SUQUAMISH — No one was injured but a man was displaced when a fire caused substantial damage to his home Jan. 7.
Based on evidence at the scene, the Kitsap County Fire Marshal’s investigator confirmed that the fire was likely sparked by a pan of grease left on the stove, North Kitsap Fire and Rescue spokeswoman Michele Laboda reported.
“A delay in calling 9-1-1, while the man attempted to fight the flames, likely contributed to extent of the fire’s destruction and officials say the man is fortunate to have escaped injury,” Laboda reported. “Although the fire’s precise cause remains under investigation, the homeowner told firefighters that, before heading out to the store, he had forgotten to turn off the kitchen stove where he’d been heating a pan of grease.”
The man is not insured, but he is receiving assistance through volunteers with the American Red Cross and staying with family members, Laboda reported.

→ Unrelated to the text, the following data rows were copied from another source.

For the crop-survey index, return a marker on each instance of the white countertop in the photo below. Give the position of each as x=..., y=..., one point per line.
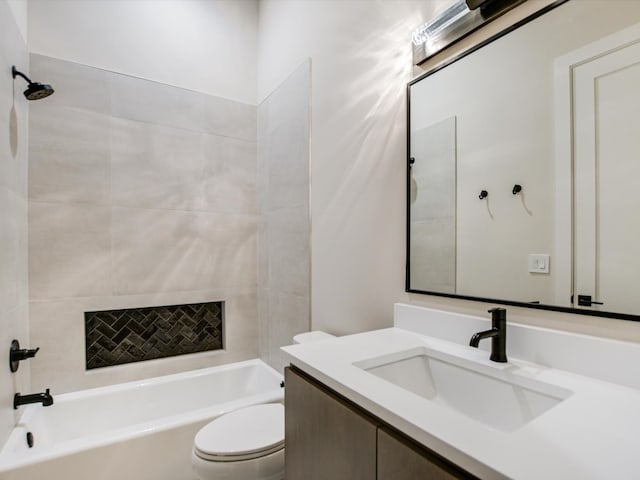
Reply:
x=593, y=434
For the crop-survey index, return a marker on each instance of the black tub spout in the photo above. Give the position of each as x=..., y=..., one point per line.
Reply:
x=45, y=398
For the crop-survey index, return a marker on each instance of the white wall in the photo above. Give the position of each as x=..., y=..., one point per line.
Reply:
x=207, y=46
x=361, y=61
x=361, y=57
x=19, y=10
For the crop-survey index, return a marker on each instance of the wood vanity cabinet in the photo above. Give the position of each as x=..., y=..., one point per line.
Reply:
x=329, y=438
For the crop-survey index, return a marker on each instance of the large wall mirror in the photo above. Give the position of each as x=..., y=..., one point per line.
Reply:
x=523, y=182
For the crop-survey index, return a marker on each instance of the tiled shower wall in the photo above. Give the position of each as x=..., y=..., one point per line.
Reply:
x=284, y=265
x=13, y=214
x=140, y=194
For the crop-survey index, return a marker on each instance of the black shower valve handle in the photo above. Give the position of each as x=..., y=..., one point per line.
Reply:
x=17, y=354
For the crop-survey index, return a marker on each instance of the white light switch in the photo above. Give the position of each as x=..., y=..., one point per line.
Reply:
x=538, y=263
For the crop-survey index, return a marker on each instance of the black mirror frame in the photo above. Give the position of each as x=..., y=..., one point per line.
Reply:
x=409, y=161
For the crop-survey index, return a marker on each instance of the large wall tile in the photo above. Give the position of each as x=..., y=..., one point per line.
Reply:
x=154, y=166
x=134, y=203
x=229, y=182
x=13, y=251
x=288, y=316
x=288, y=251
x=152, y=102
x=288, y=168
x=160, y=251
x=57, y=327
x=284, y=230
x=13, y=213
x=76, y=85
x=229, y=118
x=69, y=155
x=69, y=250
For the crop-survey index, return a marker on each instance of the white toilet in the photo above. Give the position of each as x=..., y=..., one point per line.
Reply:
x=246, y=444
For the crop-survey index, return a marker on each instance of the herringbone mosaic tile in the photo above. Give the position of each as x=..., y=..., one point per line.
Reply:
x=114, y=337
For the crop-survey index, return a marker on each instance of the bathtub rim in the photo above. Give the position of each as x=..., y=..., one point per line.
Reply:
x=7, y=463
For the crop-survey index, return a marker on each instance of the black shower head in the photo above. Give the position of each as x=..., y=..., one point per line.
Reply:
x=35, y=90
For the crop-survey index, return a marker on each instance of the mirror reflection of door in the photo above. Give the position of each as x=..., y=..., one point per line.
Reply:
x=432, y=262
x=606, y=132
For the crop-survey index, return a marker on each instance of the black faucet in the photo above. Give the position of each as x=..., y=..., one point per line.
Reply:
x=498, y=335
x=45, y=398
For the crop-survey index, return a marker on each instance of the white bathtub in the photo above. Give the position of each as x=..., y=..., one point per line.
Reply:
x=139, y=430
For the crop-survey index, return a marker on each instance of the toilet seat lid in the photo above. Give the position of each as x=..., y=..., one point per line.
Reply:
x=249, y=432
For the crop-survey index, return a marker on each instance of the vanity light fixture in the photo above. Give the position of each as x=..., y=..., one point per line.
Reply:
x=460, y=19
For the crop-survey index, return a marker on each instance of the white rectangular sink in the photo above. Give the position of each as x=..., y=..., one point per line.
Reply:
x=493, y=396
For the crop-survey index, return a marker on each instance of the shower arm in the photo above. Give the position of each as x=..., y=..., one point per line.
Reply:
x=17, y=73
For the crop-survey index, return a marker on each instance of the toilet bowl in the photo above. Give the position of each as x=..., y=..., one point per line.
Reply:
x=246, y=444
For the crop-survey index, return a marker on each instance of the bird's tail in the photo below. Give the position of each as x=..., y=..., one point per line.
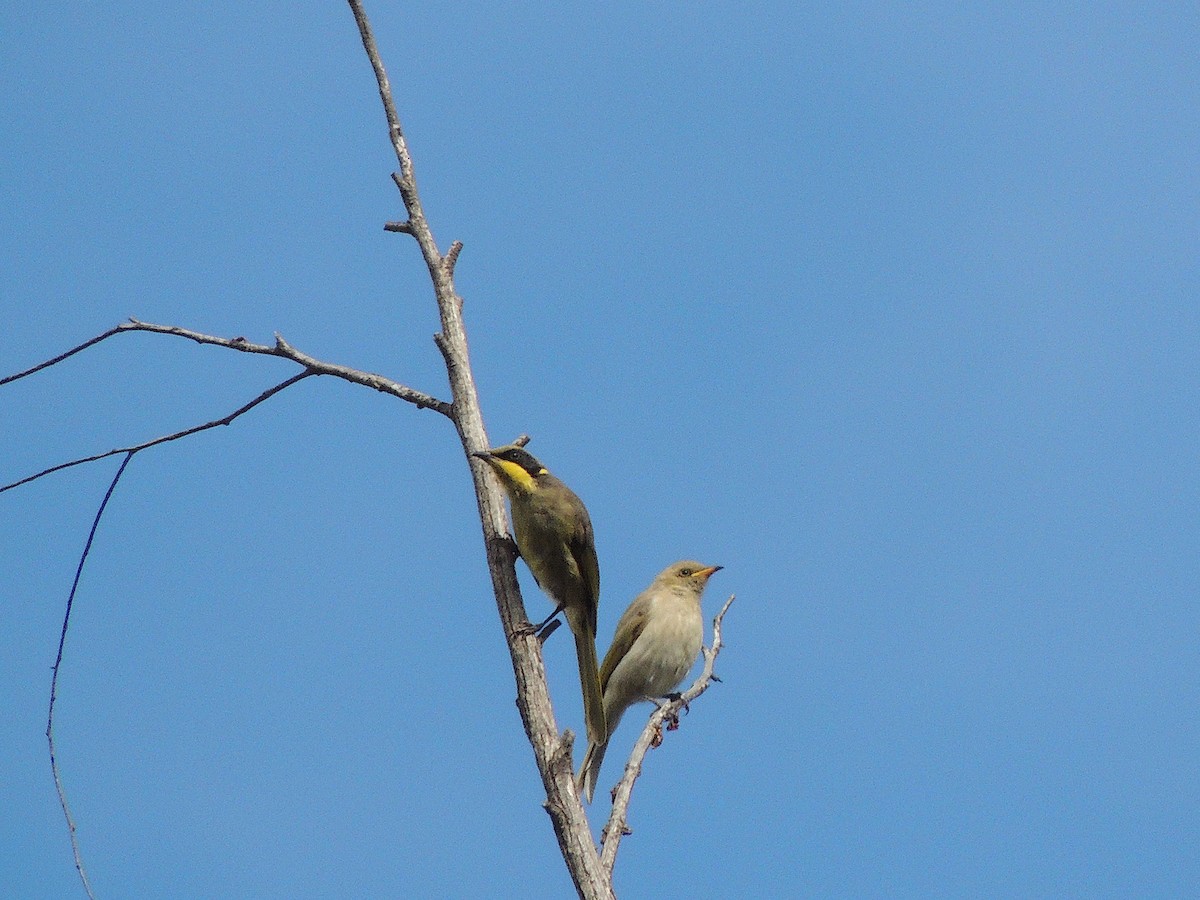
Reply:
x=589, y=679
x=589, y=771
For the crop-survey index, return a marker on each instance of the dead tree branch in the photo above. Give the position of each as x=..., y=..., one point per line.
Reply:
x=652, y=733
x=54, y=679
x=223, y=420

North Kitsap Fire & Rescue, Poulsbo Fire Department and Bainbridge Island Fire Department crews were dispatched to the Geneva Street address at 1:17 p.m. The first crew — responding from NKF&R’s Suquamish station two blocks away – got to the scene within three minutes and found heavy smoke coming from the less than 1,000-square-foot cottage. Firefighters were able to knock down the main fire quickly, but complete extinguishment of all hot spots was more complicated and time-consuming as they dug into multiple layers of materials and a thick covering of moss to access hidden fire within the home’s attic spaces.
“Flames and heat have affected about half of the home while smoke damage has impacted all of the interior spaces,” Laboda reported.
The man told officals that he’d forgotten that he’d been heating a pan of grease before heading out to the store. Upon his return, he discovered thick black smoke coming from the house. Despite the choking fumes, the man entered the house multiple times with buckets of water in an unsuccessful effort to squelch the flames. When it became apparent that the fire was only getting bigger, the man said he finally retreated and called 9-1-1.
Geneva Street was closed to traffic for several hours between Augusta Avenue and 1st Avenue while crews worked.
Fire officials remind the public about the importance of calling 9-1-1 immediately. “Call first and fast to get well-trained and equipped crews to the scene as quickly as possible,” Laboda said.